Ja, Du hast recht, Du hast keine Ahnung. Wenn man schon auf das Big Game Fishing Board verweist, dann sollte man sich doch besser von GT Carsten beraten lassen, der seine Popper und Stickbaits selber baut. 

Die Accurate TwinSpin SR 30 ist mit Sicherheit das beste bisher genannte Produkt. Außerdem kauft man sich so eine Rolle nicht, um GTs von 5 bis 25 kg zu landen, sondern weil man den 60 kg GT landen will. Die Rute dafür wird man sich in Japan besorgen müssen, da hilft leider auch kein Blank von Sportex. 

Ich fische selber eine Stella 10000 FA, werde diese jedoch demnächst durch eine Accurate TwinSpin SR 30 ersetzen. 
Im Vergleich zu den neuen Stella-Modellen kann man fast vom selben Preis sprechen. Bei gleichen Preisverhältnissen, ist die Accurate TwinSpin SR 30 deutlich zu bevorzugen. 

Für Fische in der Größenordnung von 25 kg gibt es eine ganze Reihe preiswerterer Rollen, die das locker bewerkstelligen. Da bekommt man für ca. 180 $ sogar noch eine Ersatzspule mit dazu. Da wäre selbst eine Stella 8000 FA rausgeschmissenes Geld. |wavey: 

Gruß

zandermouse 

P.S. Die Tiagra 12 ist meine erste Wahl zum Köderfische fangen. :q


----------



## Bxxt xnglxr

*AW: Welche Rolle für's Popperfischen auf GT?*



zandermouse schrieb:


> ...
> Die Accurate TwinSpin SR 30 ist mit Sicherheit das beste bisher genannte Produkt. Außerdem kauft man sich so eine Rolle nicht, um GTs von 5 bis 25 kg zu landen, sondern weil man den 60 kg GT landen will. Die Rute dafür wird man sich in Japan besorgen müssen, da hilft leider auch kein Blank von Sportex.
> 
> Ich fische selber eine Stella 10000 FA, werde diese jedoch demnächst durch eine Accurate TwinSpin SR 30 ersetzen.
> Im Vergleich zu den neuen Stella-Modellen kann man fast vom selben Preis sprechen. Bei gleichen Preisverhältnissen, ist die Accurate TwinSpin SR 30 deutlich zu bevorzugen.
> 
> :q


 
Das ist ja das was ich schrieb, sicherlich ist ein 20kg Fisch mit ner Stella zu halten und auch zu Landen, allerdings ist und bleibt ein GT das brachialste was man(n)  seinem Gerät antun kann...
Ohne dem "Hinterherfahren" mit dem Boot ist so ein GT mit KEINEM GERÄT DER WELT zu stoppen...

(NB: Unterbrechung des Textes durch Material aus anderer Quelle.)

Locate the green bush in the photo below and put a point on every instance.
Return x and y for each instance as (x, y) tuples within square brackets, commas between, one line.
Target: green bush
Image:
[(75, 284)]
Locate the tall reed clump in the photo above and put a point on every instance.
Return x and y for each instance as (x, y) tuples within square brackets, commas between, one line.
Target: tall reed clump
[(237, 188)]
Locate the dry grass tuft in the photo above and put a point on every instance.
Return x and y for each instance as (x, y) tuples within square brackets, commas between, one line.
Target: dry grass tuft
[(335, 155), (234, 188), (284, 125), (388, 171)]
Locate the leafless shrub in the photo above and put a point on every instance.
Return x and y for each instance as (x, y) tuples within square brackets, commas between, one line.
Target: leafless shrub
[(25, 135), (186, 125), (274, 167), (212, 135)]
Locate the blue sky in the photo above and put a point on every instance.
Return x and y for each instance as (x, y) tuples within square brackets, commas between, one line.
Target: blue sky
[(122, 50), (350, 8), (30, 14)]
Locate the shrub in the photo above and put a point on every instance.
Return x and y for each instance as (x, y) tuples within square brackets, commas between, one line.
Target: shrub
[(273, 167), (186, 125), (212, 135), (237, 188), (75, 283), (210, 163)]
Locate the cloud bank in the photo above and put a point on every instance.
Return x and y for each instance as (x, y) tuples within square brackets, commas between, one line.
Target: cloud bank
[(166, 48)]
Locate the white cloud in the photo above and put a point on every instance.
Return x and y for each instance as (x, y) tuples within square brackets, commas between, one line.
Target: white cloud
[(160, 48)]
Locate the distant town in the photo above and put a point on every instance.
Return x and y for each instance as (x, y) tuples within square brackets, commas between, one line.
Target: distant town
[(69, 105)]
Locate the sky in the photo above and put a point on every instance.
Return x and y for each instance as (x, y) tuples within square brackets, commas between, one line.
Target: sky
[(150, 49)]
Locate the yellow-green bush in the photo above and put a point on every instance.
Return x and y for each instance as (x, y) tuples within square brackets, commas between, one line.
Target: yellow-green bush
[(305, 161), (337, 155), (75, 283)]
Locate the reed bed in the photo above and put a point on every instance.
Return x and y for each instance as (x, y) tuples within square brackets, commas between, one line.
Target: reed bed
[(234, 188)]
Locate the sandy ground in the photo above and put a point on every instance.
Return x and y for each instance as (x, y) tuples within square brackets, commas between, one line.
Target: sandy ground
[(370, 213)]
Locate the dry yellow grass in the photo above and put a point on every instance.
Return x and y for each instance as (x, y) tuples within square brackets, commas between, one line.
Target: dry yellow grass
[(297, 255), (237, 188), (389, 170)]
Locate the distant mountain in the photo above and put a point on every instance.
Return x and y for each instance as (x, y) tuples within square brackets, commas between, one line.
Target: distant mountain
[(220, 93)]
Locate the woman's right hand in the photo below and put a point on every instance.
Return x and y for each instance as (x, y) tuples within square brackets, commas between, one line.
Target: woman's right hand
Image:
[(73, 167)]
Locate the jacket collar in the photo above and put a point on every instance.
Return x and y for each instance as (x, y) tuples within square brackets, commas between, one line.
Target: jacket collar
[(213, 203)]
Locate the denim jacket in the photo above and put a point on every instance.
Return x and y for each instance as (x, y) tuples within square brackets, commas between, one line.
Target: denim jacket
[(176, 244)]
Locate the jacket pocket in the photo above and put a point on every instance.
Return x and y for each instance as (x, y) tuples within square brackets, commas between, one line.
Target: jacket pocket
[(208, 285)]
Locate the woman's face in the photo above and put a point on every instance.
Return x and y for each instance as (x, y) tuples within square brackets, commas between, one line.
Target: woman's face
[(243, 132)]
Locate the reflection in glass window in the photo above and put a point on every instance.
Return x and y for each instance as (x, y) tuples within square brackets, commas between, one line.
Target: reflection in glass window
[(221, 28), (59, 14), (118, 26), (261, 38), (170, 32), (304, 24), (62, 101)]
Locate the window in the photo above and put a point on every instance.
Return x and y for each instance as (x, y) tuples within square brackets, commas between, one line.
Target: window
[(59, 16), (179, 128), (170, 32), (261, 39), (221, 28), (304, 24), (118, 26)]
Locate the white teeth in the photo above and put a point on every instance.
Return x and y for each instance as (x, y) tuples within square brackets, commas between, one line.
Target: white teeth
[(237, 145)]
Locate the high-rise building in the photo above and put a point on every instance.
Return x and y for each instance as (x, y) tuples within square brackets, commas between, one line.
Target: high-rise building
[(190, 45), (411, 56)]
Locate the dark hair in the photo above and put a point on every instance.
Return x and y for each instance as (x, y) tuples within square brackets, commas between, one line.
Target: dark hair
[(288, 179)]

deshalb GLEICH was ordentliches um nicht seinen Traumfisch zu verlieren...

Gell Zandermouse??

Greetz

Mirco


----------



## Bxxt xnglxr

*AW: Welche Rolle für's Popperfischen auf GT?*



Tiagra12 schrieb:


> ... und wieviele der von Thomas selbst gebauten Popper hast Du schon in der Hand gehalten?
> 
> ... und wieviele GT über 25 kg hast Du schon gelandet?
> 
> ... und wieviele Sportex Kev Blanks hast Du beim Poppern schon zerlegt?
> 
> ... und wieviele Gt über 60 kg hast Du mit Deiner Twin Spin schon gelandet?
> 
> Ah ja! #h
> 
> P.S. Ich brauche keine TI 12 für meine Köderfische, warum wohl?


 

Und DU?????

|uhoh:


----------



## Bxxt xnglxr

*AW: Welche Rolle für's Popperfischen auf GT?*

Und das gibt Dir das recht einen Post so zu kommentieren??
Es ist schon eine ziemliche Überheblichkeit in deinen Zeilen zu lesen was einfach fehl am Platze ist und das bei deinem 7. Posting...
Es wird hier nach Erfahrungen und Tips gefragt, die bei 16000 Usern sicherlich verschieden ausfallen (wie ich es schon in meinem 1. Posting dieses Themas schrieb).
Aber auch DU wirst mir recht geben das ein großer GT OHNE dem zurückfahren mit dem Boot mit KEINEM Gerät zu stoppen ist (Wenn du anderer Meinung bist schön, ist aber dann kein Zeichen von großer Kompetenz...denn selbst mein Guide aus Südafrika und die Jungs von den Kap Verden bestätigen das aus Erfahrung) 
Und dann den Tip, ein paar mehr €uro´s auszugeben und statt ner Stella ne Twin Spin zu kaufen, hier so arrogant runterzuspielen ist einfach fehl am Platz, Sorry...
Denn für diese Fischerei sind nunmal Accurate die erste Wahl und das Gerät für´s Leben...
Sollte sich der Ersteller dieses Themas dann für eine Stella entscheiden weil er davon Überzeugt ist ist es ja i.O. aber es sollte doch die (absolut berechtigte) nennung der Accurate nicht so runter gespielt werden...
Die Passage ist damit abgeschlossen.